Your partner will play into this, claiming that other people are just jealous of what you have or are just trying to bring you two down. For example, if someone hurts them, they feel they have a right to retaliate.
They might tell you you are not allowed to hang out with a certain person anymore, or wear a certain shirt, or go to a certain restaurant. Because they have a depressing family life, come from a broken home, had parents that didn’t love them right, are in debt, can’t hold a job, have a disease, a psychotic ex, a broken heart, low self-esteem….whatever their story is, they will make you feel sympathy for it. As real as they might be, and as sad as they might be, they are a trap that keeps you stuck. I guess there were signs earlier on…would try to go about how he always disappoints everyone.blah (as if I would have ever said he was a disappointment -this was in the beginning when i thought he was perfect…. The first year of our relationship was mostly great. We are both dog lovers and about a year and few months into our relationship, we got a brand new puppy to add to the dog that he already have. Soon after, I found texts he had been writing to another woman. He made the most ridiculous lies about about the whole situation, but he is a lawyer and commited to those lies. These dogs…I know its stupid, but they are really important to me. I can’t bare the thought of leaving them behind and especially my puppy.has spent all but 4 weeks of her life with me…I cant imagine leaving her(and him bringing that woman into her life).
Of course, your partner is allowed to do whatever he or she wants and you are not allowed to question them, but they will control everything you do. You can’t control what happened to them, and you can’t solve it for them. He mad me feel like a bad person for even suspecting him of anything (even though it was pretty blatant). Eventually, I figured out it was a woman that lives a street over who I have to see every day (I do not know her at all). She follows us around the neighborhood all the time.

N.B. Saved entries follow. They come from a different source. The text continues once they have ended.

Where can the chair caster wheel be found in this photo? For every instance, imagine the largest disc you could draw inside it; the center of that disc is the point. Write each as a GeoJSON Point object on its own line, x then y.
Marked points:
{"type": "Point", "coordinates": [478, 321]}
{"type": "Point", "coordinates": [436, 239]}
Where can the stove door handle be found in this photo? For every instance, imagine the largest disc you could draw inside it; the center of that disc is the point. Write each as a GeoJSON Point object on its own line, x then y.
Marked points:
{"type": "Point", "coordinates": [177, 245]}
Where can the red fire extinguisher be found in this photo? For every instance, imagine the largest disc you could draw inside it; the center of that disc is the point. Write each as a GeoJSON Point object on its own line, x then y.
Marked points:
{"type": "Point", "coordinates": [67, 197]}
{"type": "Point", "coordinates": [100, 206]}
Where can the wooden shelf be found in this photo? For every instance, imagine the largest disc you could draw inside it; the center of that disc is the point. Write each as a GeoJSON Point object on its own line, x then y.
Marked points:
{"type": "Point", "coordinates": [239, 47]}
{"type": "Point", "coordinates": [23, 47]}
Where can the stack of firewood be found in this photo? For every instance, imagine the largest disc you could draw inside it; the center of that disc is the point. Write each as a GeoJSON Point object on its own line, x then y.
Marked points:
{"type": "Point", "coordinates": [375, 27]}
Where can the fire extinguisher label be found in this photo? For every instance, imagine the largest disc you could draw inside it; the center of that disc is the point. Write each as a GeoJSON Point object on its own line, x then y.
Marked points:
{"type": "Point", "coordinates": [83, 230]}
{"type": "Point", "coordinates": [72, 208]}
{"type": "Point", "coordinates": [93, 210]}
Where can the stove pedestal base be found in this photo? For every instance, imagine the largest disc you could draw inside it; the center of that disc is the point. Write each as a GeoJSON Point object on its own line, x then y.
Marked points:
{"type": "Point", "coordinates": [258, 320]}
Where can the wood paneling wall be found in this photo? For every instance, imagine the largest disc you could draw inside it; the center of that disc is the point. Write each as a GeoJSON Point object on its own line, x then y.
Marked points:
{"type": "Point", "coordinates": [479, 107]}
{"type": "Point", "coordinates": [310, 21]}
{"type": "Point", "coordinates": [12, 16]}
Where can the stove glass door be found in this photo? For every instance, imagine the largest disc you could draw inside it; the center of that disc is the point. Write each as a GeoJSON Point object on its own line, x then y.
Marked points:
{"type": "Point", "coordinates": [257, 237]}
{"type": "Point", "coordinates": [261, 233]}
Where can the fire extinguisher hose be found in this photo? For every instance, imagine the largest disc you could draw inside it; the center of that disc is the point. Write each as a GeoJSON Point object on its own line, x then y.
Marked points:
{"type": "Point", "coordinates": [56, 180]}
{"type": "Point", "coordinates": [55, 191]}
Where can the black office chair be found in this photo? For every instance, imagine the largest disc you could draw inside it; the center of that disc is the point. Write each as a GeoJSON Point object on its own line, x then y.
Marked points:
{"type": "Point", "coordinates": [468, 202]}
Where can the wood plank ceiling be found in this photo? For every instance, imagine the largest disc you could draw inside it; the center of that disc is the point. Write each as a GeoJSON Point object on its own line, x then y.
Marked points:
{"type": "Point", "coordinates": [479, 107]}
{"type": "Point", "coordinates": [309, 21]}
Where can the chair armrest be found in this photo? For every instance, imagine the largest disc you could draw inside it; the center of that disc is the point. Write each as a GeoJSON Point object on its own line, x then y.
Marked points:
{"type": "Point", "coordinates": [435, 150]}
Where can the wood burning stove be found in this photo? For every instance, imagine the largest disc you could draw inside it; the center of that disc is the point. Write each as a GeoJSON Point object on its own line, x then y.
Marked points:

If you are a peaceful person, you might find yourself constantly fighting. You feel like there is something seriously wrong with you. You might say that you aren’t comfortable staying overnight together–your partner does so anyway. He or she might get upset–especially if you try to break up with them or say that you are leaving–however, there is no underlying remorse for hurting you. He or she might say that they are sorry if they hurt you (hit you, scream at you, cheat on you…etc.) and promise that it will never happen again, but their apology is more manipulative than sincere. They might speak badly about a previous partner, claiming that their previous partner was crazy, or a bitch, or an asshole.
They will make you feel like you are the one that is going crazy instead of them. You might worry about what you wear and what you say and freak out if someone changes your plans or something unexpected happens that you will have to explain later. You’re not quite sure what will set them off, but you are afraid that something you do is going to make them lose their temper… You might think that the Bears are the best football team–your partner will convince you that you are stupid for thinking so because they suck. They might talk about cheating on an old partner, or be proud of their reputation.
Even if you were perfect, your partner would make you out to be completely messed up. They can be funny, easy-going, exciting, attractive. You feel a pull to them, and they make you feel special. They act as if they are the smartest, hottest, richest or most successful person and everyone knows it. You did something wrong first to make them explode. He would probably be happy and go around telling the people we know and care about around here that I was horrible.
If he or she does something that is clearly wrong, they will find a way to turn it back around on you. They will even tell you this if they get the chance. The police have always been out to get them even though they never do anything wrong. He used to be amazed that he was even with me (he had a crush on me a long time ago). If you are in danger of harming yourself or others, call 911 immediately.The extreme highs and lows of bipolar disorder can leave you with unanswered questions and fears about the future.Whether you’re in the midst of a crisis or seeking to prevent another episode, the trained support specialists at a bipolar hotline can provide information about the disorder, connect you with potential treatment options, and provide guidance on how to reduce the impact of the illness on your daily functioning.Bipolar disorder helplines are completely anonymous, so you shouldn’t be afraid to bring up any questions or personal concerns. It seems like your partner is two completely different people. Your partner finds faults with your friends or makes you feel bad or uncomfortable about any time you spend with other people. You want to believe that this is possible, but the cycle keeps repeating and each time your self-esteem is chipped away at, bit by bit. He might hit or kick your dog whenever he comes over.